Diego Souza

Personal information
- Full name: Diego de Souza Xavier
- Date of birth: 16 January 1993 (age 33)
- Place of birth: Bariri, Brazil
- Height: 1.83 m (6 ft 0 in)
- Position: Attacking midfielder

Team information
- Current team: Treze

Youth career
- 2008–2009: São Paulo
- 2010–2013: Palmeiras

Senior career*
- Years: Team / Apps / (Gls)
- 2012–: Palmeiras / 2 / (0)
- 2013: → Oeste (loan) / 6 / (0)
- 2014: → União Barbarense (loan) / 0 / (0)
- 2015: → Paulista (loan) / 9 / (0)
- 2015: → Portuguesa (loan) / 2 / (0)
- 2016: → Ferroviária (loan) / 0 / (0)
- 2017: → Juventude (loan) / 0 / (0)
- 2018–2019: Noroeste / 12 / (2)
- 2020–2021: Comercial / 0 / (0)
- 2022–: Treze / 1 / (1)

International career
- 2012: Brazil U20

= Diego Souza (footballer, born 1993) =

Brazilian footballer

Diego de Souza Xavier (born 16 January 1993), known as Diego Souza, is a Brazilian footballer who plays for Treze as an attacking midfielder.

==Club career==
Born in Bariri, São Paulo, Diego Souza joined Palmeiras' youth setup in 2010, aged 17, after starting it out at São Paulo.
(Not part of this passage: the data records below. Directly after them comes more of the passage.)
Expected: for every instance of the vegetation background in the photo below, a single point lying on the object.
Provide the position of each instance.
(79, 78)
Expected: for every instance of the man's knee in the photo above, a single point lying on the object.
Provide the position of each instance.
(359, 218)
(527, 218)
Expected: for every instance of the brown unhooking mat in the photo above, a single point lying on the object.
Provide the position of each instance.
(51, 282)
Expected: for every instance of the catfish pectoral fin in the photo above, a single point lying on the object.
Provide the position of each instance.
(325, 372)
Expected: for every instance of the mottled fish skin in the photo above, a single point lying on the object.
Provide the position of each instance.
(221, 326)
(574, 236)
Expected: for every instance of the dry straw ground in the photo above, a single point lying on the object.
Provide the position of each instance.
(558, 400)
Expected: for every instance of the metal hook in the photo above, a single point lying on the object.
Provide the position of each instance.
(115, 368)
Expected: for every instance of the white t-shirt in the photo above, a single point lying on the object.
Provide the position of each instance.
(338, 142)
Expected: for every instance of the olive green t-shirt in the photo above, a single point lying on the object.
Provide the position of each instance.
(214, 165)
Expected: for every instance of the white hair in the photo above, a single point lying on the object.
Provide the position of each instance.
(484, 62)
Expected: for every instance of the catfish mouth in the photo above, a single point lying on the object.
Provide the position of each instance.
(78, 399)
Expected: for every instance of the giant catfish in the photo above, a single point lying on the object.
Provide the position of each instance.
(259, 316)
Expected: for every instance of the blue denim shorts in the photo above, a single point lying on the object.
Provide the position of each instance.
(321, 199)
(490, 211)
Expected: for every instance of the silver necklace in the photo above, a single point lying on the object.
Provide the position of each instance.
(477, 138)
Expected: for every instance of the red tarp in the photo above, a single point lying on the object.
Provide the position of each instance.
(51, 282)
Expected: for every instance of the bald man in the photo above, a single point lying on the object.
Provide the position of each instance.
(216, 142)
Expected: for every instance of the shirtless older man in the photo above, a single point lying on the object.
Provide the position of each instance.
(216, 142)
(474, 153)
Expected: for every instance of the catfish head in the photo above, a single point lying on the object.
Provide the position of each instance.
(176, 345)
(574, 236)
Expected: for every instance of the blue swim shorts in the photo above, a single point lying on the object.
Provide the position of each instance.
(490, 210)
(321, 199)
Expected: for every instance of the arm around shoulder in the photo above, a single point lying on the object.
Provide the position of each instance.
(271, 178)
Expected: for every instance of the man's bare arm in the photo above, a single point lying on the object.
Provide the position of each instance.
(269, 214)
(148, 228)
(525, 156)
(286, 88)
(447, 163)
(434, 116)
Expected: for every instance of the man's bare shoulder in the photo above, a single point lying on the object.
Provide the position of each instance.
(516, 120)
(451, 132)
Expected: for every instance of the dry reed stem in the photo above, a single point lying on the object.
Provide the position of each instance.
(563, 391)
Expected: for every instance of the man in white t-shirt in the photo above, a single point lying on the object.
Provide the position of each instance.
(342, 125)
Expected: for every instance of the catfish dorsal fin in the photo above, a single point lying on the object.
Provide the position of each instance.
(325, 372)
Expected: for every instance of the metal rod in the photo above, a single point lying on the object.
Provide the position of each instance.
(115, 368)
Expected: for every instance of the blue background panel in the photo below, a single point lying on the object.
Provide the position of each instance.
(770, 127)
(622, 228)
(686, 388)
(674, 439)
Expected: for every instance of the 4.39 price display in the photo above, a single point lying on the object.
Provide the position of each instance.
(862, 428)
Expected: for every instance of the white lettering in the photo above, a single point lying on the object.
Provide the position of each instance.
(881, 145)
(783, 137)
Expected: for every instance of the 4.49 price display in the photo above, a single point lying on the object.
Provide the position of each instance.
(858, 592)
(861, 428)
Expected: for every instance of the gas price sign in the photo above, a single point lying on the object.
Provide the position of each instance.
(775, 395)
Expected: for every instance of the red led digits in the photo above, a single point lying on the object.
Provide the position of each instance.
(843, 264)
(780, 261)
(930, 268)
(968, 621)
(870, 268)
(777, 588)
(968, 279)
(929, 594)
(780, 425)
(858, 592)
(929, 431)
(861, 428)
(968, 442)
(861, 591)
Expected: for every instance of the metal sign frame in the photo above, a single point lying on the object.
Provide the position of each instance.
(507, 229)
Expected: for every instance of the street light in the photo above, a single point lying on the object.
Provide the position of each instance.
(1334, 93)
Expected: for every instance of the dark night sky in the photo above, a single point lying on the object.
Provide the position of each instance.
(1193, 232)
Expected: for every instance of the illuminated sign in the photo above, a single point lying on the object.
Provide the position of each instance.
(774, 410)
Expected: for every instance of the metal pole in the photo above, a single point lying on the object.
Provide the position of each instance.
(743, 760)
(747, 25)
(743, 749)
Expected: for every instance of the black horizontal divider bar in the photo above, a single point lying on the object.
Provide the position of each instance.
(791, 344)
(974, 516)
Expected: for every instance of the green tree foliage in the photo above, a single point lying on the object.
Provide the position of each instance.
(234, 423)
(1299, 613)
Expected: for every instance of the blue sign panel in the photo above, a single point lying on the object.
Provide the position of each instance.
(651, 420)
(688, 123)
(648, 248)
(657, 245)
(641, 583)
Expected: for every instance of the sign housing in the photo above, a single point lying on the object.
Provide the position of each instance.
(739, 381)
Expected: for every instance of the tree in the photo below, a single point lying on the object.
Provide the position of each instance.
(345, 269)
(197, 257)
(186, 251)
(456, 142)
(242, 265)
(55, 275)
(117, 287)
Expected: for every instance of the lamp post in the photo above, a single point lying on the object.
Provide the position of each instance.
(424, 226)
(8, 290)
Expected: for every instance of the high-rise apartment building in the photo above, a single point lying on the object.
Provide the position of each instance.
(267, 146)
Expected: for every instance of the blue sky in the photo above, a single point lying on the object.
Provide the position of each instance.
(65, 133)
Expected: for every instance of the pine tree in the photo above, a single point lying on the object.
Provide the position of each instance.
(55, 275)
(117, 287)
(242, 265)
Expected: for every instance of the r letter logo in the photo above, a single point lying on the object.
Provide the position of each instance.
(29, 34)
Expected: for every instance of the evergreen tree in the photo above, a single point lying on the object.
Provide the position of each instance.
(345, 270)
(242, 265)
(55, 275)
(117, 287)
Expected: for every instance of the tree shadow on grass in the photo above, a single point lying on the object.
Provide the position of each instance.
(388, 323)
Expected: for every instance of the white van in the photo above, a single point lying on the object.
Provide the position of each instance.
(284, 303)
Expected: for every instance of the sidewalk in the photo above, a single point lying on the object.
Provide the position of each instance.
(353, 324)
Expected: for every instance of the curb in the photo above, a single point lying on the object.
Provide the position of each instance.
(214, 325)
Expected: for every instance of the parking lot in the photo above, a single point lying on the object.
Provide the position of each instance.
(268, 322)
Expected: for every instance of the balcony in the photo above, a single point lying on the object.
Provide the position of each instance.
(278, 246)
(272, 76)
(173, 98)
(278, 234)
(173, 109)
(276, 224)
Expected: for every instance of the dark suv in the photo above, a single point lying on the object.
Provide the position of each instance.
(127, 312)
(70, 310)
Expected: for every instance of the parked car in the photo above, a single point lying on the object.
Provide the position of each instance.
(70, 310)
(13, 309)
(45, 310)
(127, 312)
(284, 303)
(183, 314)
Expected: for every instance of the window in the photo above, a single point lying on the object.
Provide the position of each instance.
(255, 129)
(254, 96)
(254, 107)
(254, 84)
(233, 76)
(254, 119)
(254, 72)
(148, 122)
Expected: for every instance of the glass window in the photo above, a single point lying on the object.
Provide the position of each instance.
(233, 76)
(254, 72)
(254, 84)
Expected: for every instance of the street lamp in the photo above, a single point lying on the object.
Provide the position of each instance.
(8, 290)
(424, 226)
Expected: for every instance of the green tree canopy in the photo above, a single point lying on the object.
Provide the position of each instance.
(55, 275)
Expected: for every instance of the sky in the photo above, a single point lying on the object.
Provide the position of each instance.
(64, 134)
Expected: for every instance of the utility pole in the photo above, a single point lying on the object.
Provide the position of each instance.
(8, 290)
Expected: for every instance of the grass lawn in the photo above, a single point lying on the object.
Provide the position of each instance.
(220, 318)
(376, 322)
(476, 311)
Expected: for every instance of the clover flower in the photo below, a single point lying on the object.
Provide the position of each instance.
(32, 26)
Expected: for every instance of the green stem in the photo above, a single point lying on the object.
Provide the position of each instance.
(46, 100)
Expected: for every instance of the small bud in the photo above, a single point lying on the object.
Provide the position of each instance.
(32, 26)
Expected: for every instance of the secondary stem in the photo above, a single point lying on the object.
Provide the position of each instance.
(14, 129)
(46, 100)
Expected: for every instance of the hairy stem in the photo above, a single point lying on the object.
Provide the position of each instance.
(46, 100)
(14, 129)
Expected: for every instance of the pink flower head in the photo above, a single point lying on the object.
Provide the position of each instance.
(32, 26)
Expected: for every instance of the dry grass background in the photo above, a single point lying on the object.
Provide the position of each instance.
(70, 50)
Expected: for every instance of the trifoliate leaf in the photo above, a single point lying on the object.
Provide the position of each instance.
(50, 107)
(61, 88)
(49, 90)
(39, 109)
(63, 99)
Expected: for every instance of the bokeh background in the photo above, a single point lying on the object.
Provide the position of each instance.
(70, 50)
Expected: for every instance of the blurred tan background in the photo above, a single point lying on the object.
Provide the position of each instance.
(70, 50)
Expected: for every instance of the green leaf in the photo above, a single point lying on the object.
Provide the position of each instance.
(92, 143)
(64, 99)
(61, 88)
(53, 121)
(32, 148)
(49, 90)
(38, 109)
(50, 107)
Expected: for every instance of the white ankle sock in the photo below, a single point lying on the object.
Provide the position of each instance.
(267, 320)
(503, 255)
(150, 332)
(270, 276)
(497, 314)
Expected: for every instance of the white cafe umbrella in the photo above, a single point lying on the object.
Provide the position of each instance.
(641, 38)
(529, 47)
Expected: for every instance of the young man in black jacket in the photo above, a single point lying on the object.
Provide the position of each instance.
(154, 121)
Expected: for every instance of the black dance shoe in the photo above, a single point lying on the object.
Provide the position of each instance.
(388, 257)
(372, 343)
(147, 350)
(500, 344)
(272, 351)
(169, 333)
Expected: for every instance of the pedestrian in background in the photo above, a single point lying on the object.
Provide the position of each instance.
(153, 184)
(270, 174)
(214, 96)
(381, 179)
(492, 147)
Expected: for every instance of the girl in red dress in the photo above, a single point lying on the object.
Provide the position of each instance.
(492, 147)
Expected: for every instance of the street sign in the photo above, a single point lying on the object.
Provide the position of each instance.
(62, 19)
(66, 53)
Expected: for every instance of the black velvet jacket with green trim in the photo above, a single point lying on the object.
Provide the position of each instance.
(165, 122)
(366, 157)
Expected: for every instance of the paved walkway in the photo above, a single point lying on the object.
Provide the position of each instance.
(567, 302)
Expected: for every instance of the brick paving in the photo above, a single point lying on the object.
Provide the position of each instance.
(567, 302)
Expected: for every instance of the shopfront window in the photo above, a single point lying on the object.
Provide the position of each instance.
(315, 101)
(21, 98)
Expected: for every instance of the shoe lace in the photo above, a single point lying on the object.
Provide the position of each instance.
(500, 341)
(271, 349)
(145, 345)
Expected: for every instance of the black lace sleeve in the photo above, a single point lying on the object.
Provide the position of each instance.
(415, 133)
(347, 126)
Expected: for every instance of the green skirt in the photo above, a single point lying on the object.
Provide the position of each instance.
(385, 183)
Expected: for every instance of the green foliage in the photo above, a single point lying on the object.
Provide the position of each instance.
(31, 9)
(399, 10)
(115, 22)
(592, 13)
On 25 November 2012 Diego Souza made his first team – and Série A – debut for the former, coming on as a second-half substitute for Patrick Vieira in a 1–2 home loss against Atlético Goianiense. After appearing in only one further match during the year, he was loaned to Oeste on 25 July 2013.

Diego Souza returned to Verdão on 3 January 2014, but was subsequently loaned to União Barbarense, Paulista, Portuguesa, Ferroviária and Juventude.

In December 2018, after a period out of the game due to a cruciate ligament injury, he signed for Noroeste. He moved to Comercial for the 2020 Copa Paulista, but again suffered a knee injury and missed the first half of the 2021 season.

In January 2022 he signed for Treze.